There are two of these devices in a 74HC153 or 74AC153 chip. So for 8 bits we need 4 chips ? That would be very nice, but unfortunately, it is not true. Both two internal multiplexers of this chip have the X wires and Y wires connected to each other, as common inputs. So we need 8 of those chips. But what to do with the now unused second device in each chip ? Well, we can build TWO logic units, that share the same inputs X and Y, and that each have their own Q outputs. We then connect both Q outputs to the input of the adder:
The two logic units are called Upper and Lower. The Upper and Lower logic unit each have their own ABCD control value. Now it is easy to have the extra functions that we need, a complement-circuit for subtraction (in lower logic unit), and a fixed value 0 or 0xFF (in upper logic unit).
The only function that is missing is the shift-right (For ROR and LSR on the 6502), so a SHR circuit that shifts the bits to the right can be used instead of the upper logic unit. For shifting right, the output of the lower logic unit must be zero. [edit 231025 : I later decided that there will not be a SHR unit, to save parts. SHR will be done in microcode, with a table in memory]
The adder will add the results of both logic units. This gives the following functions:
Upper Lower Logic Logic DCBA DCBA -------- -------- 1100 (X) 1010 (Y) ADD Y to X 1100 (X) 0101 (not Y) SUB Y from X (need Cin = 1) 0000 (0) 1010 (Y) PASS Y (with CY: INC Y) 0000 (0) 0101 (not Y) CPL Y (bitwise complement Y) 1111 (FF) 1010 (Y) DEC Y 1000 0000 AND 1110 0000 OR 0110 0000 XOR
Note that for all functions, we can swap the ABCD values of both logic units without changing the final result.

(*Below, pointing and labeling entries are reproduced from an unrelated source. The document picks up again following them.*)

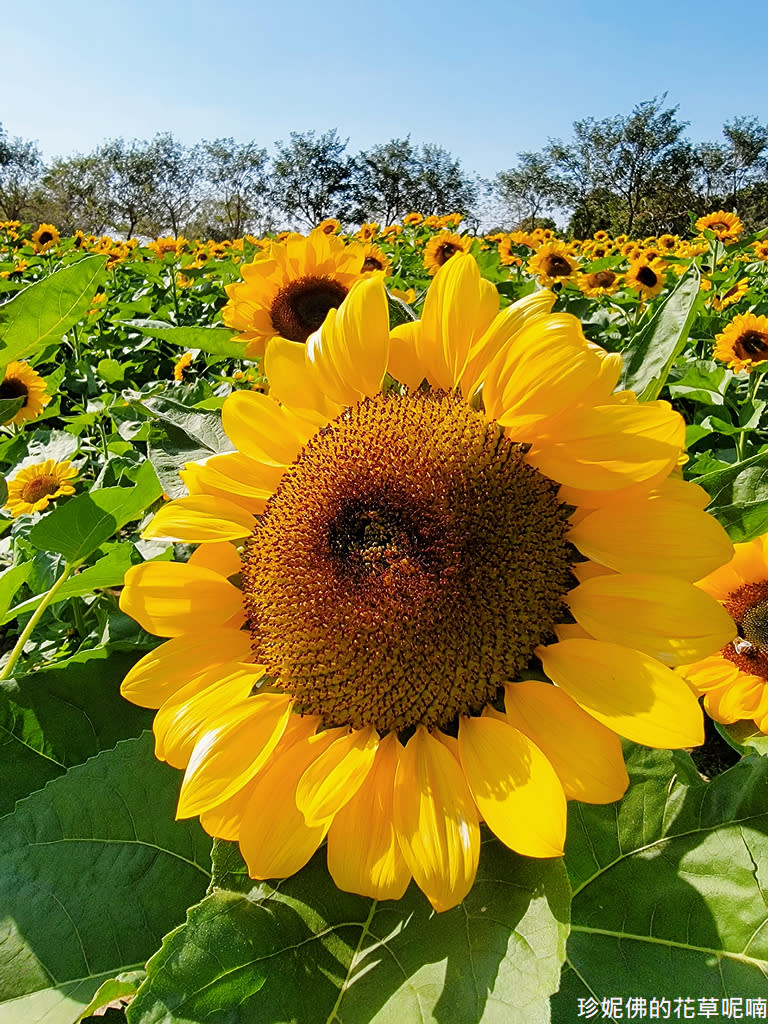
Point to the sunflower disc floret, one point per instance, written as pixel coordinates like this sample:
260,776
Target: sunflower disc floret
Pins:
416,606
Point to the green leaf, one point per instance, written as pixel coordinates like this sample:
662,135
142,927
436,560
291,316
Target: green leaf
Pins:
216,341
95,870
46,310
739,497
304,951
10,581
670,886
108,571
649,357
59,717
77,528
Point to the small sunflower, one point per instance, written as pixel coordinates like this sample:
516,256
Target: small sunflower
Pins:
597,284
32,488
382,572
733,295
22,381
743,344
734,682
288,290
726,226
552,262
441,247
646,276
45,237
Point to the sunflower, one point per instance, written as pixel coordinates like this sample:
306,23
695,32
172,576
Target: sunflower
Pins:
726,226
45,237
734,682
387,585
288,290
32,488
743,344
22,381
552,262
442,247
646,276
597,284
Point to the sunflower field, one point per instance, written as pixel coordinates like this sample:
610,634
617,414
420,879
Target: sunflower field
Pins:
385,626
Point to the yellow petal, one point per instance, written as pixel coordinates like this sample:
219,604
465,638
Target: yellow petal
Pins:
459,307
274,840
199,518
403,363
653,535
351,355
363,853
334,778
515,787
586,756
293,381
262,429
172,598
435,820
612,445
233,748
666,617
158,675
630,692
184,717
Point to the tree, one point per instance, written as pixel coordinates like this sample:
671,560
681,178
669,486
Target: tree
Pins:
386,181
312,176
526,190
20,168
239,187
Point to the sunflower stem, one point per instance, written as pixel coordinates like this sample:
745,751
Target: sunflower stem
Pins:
36,616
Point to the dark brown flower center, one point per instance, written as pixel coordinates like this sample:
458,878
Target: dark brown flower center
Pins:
40,486
302,305
409,564
647,278
748,606
752,345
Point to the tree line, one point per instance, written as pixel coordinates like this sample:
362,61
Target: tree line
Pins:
635,173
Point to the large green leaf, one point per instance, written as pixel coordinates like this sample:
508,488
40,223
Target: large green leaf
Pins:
649,357
94,871
46,310
305,951
59,717
670,886
218,341
78,527
739,497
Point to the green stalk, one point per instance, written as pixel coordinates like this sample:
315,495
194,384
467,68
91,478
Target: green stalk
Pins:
36,616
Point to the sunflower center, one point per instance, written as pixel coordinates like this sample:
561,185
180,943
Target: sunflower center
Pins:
302,305
409,564
557,266
752,345
40,486
13,388
647,278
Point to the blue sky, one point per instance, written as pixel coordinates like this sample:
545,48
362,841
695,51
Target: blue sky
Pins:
485,81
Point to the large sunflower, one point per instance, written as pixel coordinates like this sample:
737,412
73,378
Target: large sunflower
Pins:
20,381
288,290
743,344
734,682
388,584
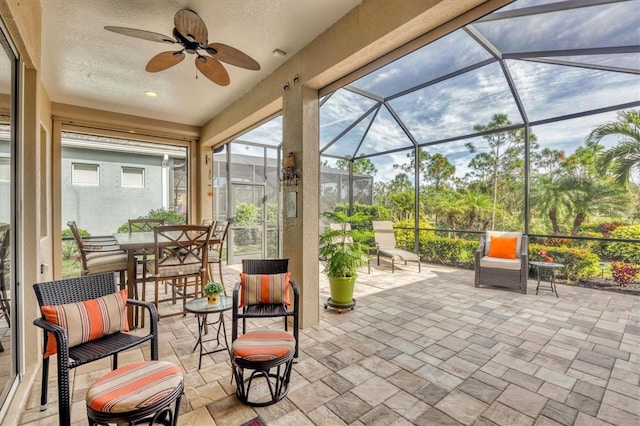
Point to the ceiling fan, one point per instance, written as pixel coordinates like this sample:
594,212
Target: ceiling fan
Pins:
191,33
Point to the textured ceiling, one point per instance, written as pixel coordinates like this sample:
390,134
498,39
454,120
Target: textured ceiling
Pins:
85,65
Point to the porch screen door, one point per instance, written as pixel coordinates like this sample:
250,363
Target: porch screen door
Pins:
246,239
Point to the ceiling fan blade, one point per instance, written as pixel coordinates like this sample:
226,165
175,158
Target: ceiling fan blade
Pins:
232,56
190,25
164,60
145,35
213,70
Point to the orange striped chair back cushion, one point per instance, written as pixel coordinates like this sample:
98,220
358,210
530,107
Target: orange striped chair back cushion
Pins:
264,288
263,345
87,320
134,386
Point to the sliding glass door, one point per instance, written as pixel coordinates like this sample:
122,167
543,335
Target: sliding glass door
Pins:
8,184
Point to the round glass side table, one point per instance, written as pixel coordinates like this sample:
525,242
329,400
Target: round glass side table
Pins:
201,307
540,266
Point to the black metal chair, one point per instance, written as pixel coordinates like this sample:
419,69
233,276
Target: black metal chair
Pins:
263,310
266,354
80,289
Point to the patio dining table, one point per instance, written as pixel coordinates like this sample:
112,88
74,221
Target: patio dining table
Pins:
132,243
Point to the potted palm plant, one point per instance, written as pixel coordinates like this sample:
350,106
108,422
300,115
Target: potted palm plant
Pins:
344,251
212,290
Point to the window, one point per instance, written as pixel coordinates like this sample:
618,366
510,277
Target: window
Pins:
85,174
5,169
132,177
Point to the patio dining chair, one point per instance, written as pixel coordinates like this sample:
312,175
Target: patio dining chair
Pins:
386,245
5,301
180,259
100,255
143,255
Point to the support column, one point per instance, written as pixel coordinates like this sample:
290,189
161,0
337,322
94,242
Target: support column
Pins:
300,228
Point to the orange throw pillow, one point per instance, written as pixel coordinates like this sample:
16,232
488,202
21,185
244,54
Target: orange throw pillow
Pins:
504,247
264,288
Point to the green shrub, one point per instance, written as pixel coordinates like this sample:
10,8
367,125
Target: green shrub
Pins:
448,251
69,246
629,252
624,273
171,217
579,263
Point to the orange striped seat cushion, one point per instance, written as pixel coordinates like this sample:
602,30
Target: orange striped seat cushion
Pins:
264,288
133,387
87,320
263,345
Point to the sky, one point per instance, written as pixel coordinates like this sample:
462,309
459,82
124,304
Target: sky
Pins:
458,87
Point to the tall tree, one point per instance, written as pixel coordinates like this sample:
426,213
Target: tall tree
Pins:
435,169
505,147
624,158
474,203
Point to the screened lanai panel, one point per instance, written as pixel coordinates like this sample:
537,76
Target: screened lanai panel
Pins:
348,144
549,90
384,135
444,56
341,110
269,133
607,25
451,108
626,61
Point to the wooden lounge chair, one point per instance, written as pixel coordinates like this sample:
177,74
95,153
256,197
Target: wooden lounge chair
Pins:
386,245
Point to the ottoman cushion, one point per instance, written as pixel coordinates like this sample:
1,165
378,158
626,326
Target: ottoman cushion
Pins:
133,387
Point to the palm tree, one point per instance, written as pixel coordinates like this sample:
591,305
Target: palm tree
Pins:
550,195
475,202
623,158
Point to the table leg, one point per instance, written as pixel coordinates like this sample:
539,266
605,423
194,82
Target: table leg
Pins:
553,282
132,313
202,321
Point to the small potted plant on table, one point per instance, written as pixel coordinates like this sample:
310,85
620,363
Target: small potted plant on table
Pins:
212,290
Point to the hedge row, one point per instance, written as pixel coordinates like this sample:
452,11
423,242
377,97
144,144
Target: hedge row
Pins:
579,263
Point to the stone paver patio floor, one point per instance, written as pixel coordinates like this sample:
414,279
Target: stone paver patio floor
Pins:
424,349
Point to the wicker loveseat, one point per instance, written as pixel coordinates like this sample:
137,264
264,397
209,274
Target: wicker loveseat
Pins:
499,271
66,301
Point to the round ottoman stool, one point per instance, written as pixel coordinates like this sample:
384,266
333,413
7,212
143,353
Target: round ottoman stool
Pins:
269,355
142,391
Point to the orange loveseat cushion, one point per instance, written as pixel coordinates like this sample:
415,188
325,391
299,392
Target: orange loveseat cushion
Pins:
87,320
503,247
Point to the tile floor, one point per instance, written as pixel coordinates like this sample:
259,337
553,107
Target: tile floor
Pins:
424,349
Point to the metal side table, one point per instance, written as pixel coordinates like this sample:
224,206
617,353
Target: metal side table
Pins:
201,307
540,266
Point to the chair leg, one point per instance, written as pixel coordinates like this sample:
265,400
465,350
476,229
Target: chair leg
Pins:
64,409
45,384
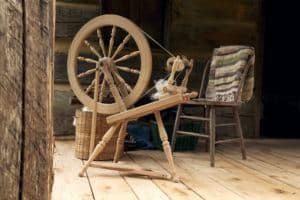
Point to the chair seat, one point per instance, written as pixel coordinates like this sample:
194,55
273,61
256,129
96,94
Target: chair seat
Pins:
203,101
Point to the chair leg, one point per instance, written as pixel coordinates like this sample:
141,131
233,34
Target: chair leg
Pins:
239,131
212,135
120,142
176,127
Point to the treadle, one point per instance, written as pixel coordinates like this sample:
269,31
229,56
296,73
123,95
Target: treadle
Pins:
194,118
192,134
228,124
228,140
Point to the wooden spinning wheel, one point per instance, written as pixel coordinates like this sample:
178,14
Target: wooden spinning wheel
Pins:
108,68
104,51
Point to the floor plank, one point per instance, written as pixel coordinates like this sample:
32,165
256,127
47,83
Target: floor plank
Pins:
198,181
67,185
173,190
108,184
142,186
271,170
242,180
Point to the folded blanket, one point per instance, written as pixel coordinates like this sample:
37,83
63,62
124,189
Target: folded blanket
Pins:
227,67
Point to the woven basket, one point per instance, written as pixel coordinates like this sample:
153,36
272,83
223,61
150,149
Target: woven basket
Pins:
83,132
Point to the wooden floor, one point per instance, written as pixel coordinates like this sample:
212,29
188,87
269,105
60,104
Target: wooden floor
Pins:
272,171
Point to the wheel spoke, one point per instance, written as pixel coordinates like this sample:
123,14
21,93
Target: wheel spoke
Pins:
101,43
102,92
121,46
112,40
89,88
88,60
126,57
127,69
86,73
122,81
92,48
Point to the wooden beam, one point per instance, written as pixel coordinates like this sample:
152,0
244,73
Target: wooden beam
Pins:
146,109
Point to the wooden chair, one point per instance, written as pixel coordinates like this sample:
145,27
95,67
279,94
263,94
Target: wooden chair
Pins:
211,104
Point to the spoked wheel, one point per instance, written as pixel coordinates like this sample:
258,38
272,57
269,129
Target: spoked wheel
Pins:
106,38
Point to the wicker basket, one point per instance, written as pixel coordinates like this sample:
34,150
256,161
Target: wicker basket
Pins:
83,132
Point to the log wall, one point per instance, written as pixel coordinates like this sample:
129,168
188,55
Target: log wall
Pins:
26,77
192,28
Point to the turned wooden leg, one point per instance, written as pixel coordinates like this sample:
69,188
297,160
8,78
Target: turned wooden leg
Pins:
212,135
100,146
165,143
206,128
176,126
120,141
239,131
94,116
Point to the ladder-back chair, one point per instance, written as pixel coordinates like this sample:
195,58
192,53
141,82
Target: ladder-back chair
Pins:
227,81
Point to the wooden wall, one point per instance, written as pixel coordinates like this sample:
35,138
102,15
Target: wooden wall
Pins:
193,28
26,65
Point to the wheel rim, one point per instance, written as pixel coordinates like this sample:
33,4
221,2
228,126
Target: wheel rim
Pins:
144,53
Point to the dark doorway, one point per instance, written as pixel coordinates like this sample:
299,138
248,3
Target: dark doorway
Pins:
281,92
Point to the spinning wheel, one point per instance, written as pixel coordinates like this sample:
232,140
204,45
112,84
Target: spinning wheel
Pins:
104,51
109,69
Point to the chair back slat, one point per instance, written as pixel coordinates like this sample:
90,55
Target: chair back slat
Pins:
231,68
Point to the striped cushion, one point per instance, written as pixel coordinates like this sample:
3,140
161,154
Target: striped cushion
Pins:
227,66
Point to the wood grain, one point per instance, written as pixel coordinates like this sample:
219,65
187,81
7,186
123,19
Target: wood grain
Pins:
11,86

The function of the ALU is now controlled by the two 4-bit ABCD values. These two 4-bit values will be provided by the control section of the CPU.
In the control section of the CPU, there will be another multiplexer circuit that uses two control bits to select one of the following four sources for the carry-input of the adder:
- 0
- 1 (Needed for SUB and INC)
- C (Carry flag, needed for ADC and SBC)
- TC (Internal Temporary carry flag, used for address calculations)
This ALU is only 11 TTL chips (10 without the SHR unit), instead of the 16 for the simple design in the previous section.
We are in good company, the same ALU principle is used in the C74 6502 TTL design and in the Gigatron.